The top level directory (also the root of the repository) contains the following subdirectories, some of which come from the repository and some which are created by the build process:
mostachi-source
contains the source code of the simulator and is part of the repository.data
contains two example data sets,sweden
which is the dataset our results have been generated from, andshort
which is a small data set that can be used for testing and debugging. It is part of the repository.README.md
is this file, part of the repository.bin
contains the generated programs and is created by the build system (not in the repository).obj
is created by the build system (not in the repository)out
is created by the build system (not in the repository)
If you want to store data in other locations, edit /mostachi-source/Commons/paths.xml
to match your local file system. By default, it points at the short
dataset.
There are no command-line arguments to the programs. File paths are specified in /mostachi-source/Commons/paths.xml
.
Building the code should copy paths.xml
to the output bin
directory. If it does not, copy it manually.
Download and install Visual Studio 2022 Community Edition (or later) and the .Net SDK version 6.0 (or later).
Load MOSTACHI.sln
in Visual Studio. This gives your a list of the different projects included in the solution. Ensure the correct project is selected as start-up project when following the steps below to run experiments.
Edit /Commons/paths.xml
to match your local directory.
If you have installed the .NET SDK for Linux you can use the dotnet
command to build code and publish the resulting executable (publishing is the .NET equivalent to the make install
that Linux users are familiar with). The commands will be:
cd mostachi-source
dotnet publish --use-current-runtime -c Release -o ../bin
This will give you four executable programs in the bin
directory:
CalculateRoutes
CompressNodeSequences
GenerateDatasets
ScoreInfrastructurePlan
The -c Release
option turns on optimization and parallel execution of the code. The programs can then be run from the bin
directory. The --use-current-runtime
option says that the program should be run by the same CLR ("C# virtual machine") used for the compile.

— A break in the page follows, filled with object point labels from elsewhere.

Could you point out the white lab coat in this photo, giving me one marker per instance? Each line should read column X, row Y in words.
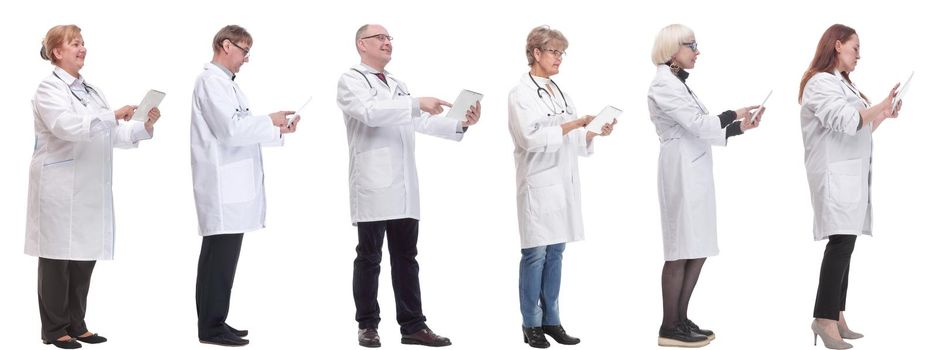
column 546, row 166
column 685, row 167
column 70, row 209
column 227, row 169
column 836, row 156
column 380, row 129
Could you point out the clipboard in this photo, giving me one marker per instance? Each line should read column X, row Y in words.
column 465, row 99
column 902, row 91
column 606, row 116
column 762, row 106
column 151, row 100
column 292, row 117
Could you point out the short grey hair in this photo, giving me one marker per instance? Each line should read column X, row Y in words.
column 539, row 37
column 669, row 42
column 359, row 33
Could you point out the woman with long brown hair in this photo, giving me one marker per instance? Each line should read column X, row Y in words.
column 837, row 122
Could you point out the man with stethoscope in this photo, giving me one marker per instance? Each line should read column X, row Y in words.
column 227, row 177
column 381, row 118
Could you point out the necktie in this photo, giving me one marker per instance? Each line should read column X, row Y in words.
column 381, row 76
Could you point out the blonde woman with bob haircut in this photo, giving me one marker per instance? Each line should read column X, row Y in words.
column 70, row 209
column 686, row 130
column 549, row 139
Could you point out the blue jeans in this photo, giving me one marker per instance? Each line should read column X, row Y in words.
column 539, row 285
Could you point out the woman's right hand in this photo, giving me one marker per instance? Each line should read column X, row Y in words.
column 745, row 112
column 888, row 111
column 576, row 123
column 124, row 113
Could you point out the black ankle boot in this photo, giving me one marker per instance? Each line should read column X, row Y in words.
column 681, row 336
column 560, row 335
column 534, row 337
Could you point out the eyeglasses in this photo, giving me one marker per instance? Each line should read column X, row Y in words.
column 556, row 53
column 247, row 52
column 380, row 37
column 692, row 45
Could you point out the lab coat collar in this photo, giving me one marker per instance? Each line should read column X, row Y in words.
column 68, row 78
column 367, row 69
column 219, row 68
column 525, row 79
column 682, row 74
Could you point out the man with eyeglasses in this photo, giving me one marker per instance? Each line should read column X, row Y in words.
column 381, row 119
column 227, row 177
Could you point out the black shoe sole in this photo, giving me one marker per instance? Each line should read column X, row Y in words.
column 221, row 344
column 409, row 341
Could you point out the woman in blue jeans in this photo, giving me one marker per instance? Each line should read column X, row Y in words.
column 548, row 139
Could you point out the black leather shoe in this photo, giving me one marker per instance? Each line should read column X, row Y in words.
column 681, row 336
column 369, row 338
column 534, row 337
column 92, row 339
column 241, row 334
column 225, row 339
column 560, row 335
column 64, row 344
column 425, row 337
column 694, row 328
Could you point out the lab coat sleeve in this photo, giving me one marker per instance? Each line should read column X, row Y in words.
column 216, row 101
column 355, row 100
column 528, row 134
column 825, row 96
column 53, row 104
column 681, row 107
column 584, row 147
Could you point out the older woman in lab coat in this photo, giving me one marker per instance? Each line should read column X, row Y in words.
column 548, row 139
column 837, row 123
column 70, row 211
column 686, row 130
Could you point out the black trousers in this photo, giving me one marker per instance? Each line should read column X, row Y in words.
column 217, row 264
column 63, row 296
column 402, row 245
column 832, row 285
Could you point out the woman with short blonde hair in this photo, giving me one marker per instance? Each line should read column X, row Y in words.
column 549, row 138
column 686, row 130
column 70, row 210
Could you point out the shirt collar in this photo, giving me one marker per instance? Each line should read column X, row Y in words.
column 68, row 78
column 224, row 70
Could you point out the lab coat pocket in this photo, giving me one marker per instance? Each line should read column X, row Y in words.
column 374, row 168
column 237, row 181
column 546, row 193
column 56, row 186
column 845, row 181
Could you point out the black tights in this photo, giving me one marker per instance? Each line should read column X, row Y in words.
column 678, row 279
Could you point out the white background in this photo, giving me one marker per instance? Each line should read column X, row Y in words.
column 293, row 289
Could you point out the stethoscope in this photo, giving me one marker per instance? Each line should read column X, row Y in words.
column 88, row 89
column 553, row 103
column 241, row 111
column 855, row 92
column 374, row 92
column 696, row 100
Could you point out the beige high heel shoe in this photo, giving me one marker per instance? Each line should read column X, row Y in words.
column 846, row 333
column 829, row 342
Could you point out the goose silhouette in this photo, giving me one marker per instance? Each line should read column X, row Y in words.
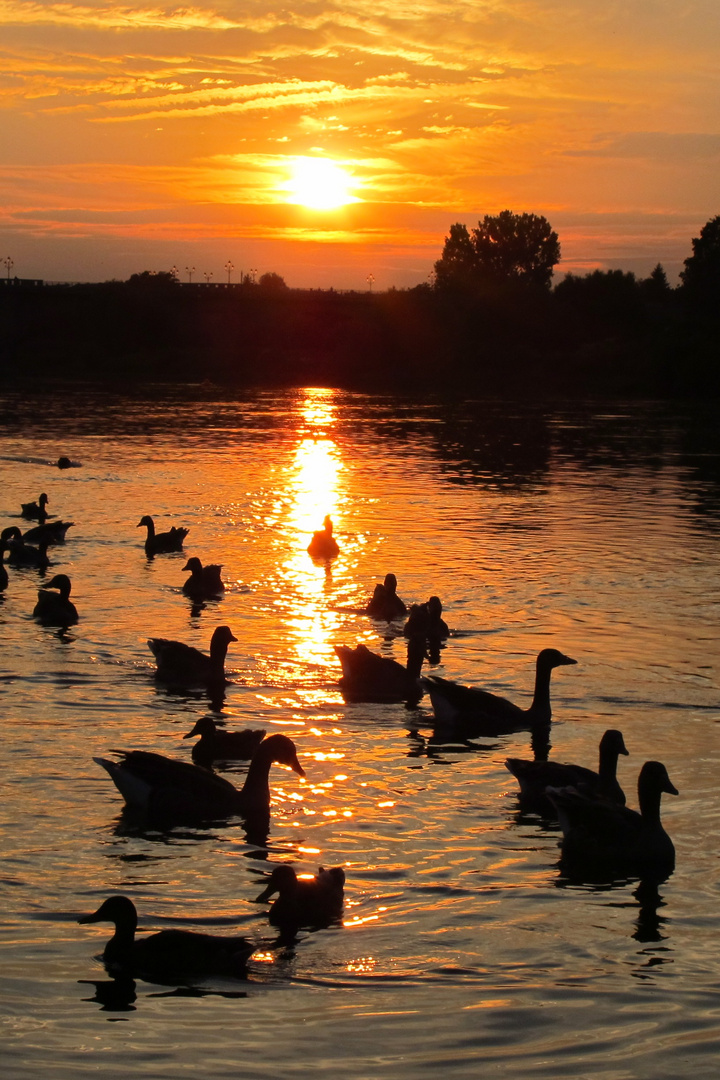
column 613, row 839
column 535, row 777
column 480, row 712
column 168, row 952
column 167, row 788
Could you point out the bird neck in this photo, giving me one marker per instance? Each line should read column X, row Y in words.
column 541, row 700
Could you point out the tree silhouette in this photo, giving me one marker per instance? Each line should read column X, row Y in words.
column 505, row 247
column 701, row 278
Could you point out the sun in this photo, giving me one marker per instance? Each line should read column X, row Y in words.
column 320, row 184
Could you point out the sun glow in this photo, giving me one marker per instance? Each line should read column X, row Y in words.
column 320, row 184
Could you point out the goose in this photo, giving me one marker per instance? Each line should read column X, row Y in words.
column 167, row 952
column 303, row 902
column 36, row 510
column 489, row 714
column 204, row 581
column 186, row 665
column 367, row 676
column 216, row 744
column 52, row 531
column 534, row 777
column 25, row 554
column 601, row 834
column 385, row 604
column 158, row 543
column 3, row 548
column 164, row 787
column 56, row 608
column 323, row 543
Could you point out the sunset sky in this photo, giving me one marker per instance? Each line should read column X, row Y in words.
column 146, row 135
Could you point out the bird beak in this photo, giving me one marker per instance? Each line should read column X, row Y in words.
column 266, row 894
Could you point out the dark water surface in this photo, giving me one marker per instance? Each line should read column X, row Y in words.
column 463, row 949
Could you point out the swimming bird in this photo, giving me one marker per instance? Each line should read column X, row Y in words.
column 475, row 710
column 385, row 604
column 52, row 531
column 367, row 676
column 172, row 790
column 534, row 777
column 36, row 510
column 304, row 902
column 185, row 665
column 607, row 836
column 56, row 608
column 158, row 543
column 24, row 554
column 216, row 744
column 204, row 581
column 167, row 952
column 323, row 543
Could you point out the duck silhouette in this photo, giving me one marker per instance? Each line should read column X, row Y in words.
column 159, row 543
column 36, row 510
column 385, row 604
column 216, row 744
column 477, row 711
column 304, row 902
column 367, row 676
column 613, row 839
column 165, row 788
column 182, row 664
column 323, row 543
column 52, row 531
column 25, row 554
column 56, row 608
column 168, row 952
column 535, row 777
column 204, row 581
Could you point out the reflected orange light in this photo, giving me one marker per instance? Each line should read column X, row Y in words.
column 313, row 483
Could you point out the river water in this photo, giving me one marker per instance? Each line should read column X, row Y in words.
column 463, row 949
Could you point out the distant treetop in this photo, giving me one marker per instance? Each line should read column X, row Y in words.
column 504, row 247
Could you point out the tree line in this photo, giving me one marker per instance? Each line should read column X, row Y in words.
column 489, row 323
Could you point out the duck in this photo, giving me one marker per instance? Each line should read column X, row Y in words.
column 184, row 664
column 367, row 676
column 307, row 901
column 167, row 952
column 600, row 834
column 204, row 581
column 167, row 788
column 216, row 744
column 485, row 713
column 36, row 510
column 24, row 554
column 535, row 777
column 385, row 604
column 323, row 543
column 52, row 531
column 158, row 543
column 56, row 608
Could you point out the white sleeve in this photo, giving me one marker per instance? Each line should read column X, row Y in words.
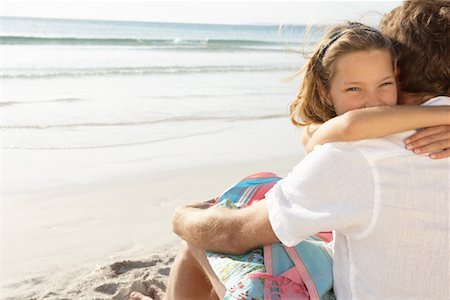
column 330, row 189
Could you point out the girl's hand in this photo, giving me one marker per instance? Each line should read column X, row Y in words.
column 433, row 140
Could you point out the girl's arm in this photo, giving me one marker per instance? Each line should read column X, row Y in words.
column 374, row 122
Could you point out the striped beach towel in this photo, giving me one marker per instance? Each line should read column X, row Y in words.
column 274, row 271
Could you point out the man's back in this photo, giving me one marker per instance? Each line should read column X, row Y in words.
column 389, row 209
column 404, row 250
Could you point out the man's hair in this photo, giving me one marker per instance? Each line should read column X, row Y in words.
column 420, row 33
column 311, row 105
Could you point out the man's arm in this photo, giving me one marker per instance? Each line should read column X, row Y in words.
column 225, row 230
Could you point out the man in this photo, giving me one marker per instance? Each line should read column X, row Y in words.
column 389, row 209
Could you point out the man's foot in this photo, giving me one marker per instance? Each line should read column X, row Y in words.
column 155, row 294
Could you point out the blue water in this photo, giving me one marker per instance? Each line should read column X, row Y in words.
column 78, row 84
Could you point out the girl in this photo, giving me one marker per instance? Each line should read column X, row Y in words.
column 349, row 92
column 337, row 82
column 352, row 68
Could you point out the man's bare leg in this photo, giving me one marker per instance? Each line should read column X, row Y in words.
column 155, row 294
column 191, row 276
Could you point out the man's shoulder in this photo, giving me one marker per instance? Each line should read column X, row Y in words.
column 439, row 100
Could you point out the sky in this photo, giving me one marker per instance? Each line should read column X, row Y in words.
column 214, row 12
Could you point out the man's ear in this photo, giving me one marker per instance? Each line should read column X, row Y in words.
column 396, row 72
column 328, row 99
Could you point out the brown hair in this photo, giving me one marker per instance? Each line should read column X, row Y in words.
column 420, row 31
column 310, row 105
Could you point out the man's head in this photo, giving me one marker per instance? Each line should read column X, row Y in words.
column 420, row 30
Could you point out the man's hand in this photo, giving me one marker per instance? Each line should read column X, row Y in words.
column 433, row 140
column 203, row 204
column 222, row 229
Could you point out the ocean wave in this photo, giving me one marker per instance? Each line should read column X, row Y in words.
column 139, row 123
column 82, row 72
column 127, row 144
column 176, row 42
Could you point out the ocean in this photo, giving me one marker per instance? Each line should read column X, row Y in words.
column 83, row 100
column 80, row 84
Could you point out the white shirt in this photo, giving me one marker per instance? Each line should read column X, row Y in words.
column 389, row 210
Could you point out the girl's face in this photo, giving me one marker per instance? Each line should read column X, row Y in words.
column 363, row 79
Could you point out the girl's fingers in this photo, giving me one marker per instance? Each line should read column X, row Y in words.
column 442, row 154
column 435, row 146
column 427, row 132
column 433, row 140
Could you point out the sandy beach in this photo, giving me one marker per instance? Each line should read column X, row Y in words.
column 101, row 238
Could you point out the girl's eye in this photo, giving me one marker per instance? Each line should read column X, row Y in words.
column 352, row 89
column 387, row 83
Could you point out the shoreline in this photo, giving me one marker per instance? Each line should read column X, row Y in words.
column 55, row 239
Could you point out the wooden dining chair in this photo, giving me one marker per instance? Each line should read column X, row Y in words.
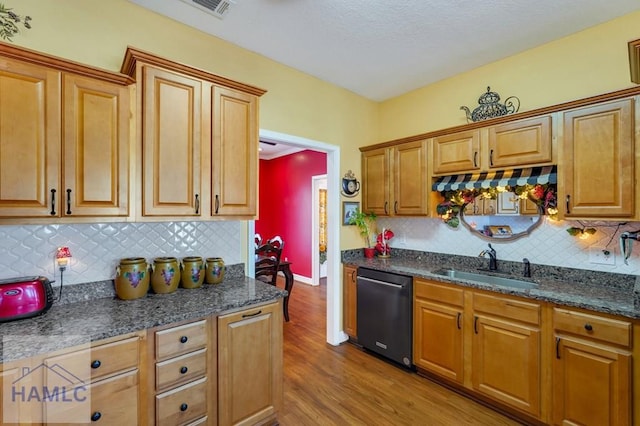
column 267, row 263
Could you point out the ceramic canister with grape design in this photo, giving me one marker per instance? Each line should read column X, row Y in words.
column 215, row 270
column 132, row 278
column 192, row 272
column 165, row 275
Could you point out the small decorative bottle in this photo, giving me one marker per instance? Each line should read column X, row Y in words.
column 132, row 278
column 192, row 272
column 215, row 270
column 165, row 275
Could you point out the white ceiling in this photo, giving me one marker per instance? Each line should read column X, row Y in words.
column 384, row 48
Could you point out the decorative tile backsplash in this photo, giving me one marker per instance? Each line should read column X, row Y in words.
column 549, row 244
column 97, row 248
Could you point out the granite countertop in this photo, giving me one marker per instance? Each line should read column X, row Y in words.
column 616, row 294
column 81, row 321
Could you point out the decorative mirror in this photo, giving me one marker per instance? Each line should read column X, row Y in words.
column 503, row 205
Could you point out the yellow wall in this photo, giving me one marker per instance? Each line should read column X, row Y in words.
column 591, row 62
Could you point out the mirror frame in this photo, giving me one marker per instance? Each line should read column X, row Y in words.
column 509, row 238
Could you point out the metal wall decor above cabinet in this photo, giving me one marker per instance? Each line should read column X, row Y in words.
column 65, row 137
column 395, row 180
column 599, row 157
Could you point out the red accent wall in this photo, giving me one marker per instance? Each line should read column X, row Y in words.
column 285, row 204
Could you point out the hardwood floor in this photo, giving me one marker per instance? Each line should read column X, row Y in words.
column 343, row 385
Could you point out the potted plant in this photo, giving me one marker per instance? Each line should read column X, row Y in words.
column 366, row 224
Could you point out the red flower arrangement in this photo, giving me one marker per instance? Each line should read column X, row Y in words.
column 382, row 242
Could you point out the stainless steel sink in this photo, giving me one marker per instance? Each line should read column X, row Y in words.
column 486, row 279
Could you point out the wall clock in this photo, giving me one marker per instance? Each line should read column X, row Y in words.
column 350, row 185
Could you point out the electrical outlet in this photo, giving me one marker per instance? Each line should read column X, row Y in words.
column 601, row 256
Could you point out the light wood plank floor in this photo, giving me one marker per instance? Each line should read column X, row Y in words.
column 327, row 385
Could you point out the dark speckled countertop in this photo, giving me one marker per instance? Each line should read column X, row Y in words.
column 84, row 318
column 617, row 294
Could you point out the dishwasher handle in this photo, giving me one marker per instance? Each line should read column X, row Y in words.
column 371, row 280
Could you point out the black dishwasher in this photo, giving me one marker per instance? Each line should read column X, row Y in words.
column 385, row 314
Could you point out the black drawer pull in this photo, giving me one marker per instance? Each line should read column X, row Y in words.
column 53, row 202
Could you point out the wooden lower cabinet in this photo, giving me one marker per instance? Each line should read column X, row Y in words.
column 350, row 301
column 592, row 381
column 438, row 332
column 250, row 365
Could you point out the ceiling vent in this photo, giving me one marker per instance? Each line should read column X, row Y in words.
column 217, row 8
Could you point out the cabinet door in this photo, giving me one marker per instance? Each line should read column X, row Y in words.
column 350, row 301
column 438, row 339
column 506, row 363
column 410, row 183
column 96, row 148
column 172, row 143
column 250, row 365
column 457, row 152
column 591, row 384
column 598, row 158
column 235, row 153
column 376, row 194
column 521, row 143
column 29, row 140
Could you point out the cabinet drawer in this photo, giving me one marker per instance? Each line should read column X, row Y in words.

Step 1: Create a weighted origin-destination matrix describing traffic data for your region of interest
The simulation tool was originally developed to analyze traffic on the Swedish road network. As input, we have used an origin-destination (OD) matrix output by the Samgods simulation tool, for the 2016 base scenario. This dataset consists of four files (of which only the first three are ever read by the program). For reference, the simulation tool was developed using a dataset of approximately 200,000 routes between approximately 1,000 places, with estimated traffic intensity for each of four truck classes for each route.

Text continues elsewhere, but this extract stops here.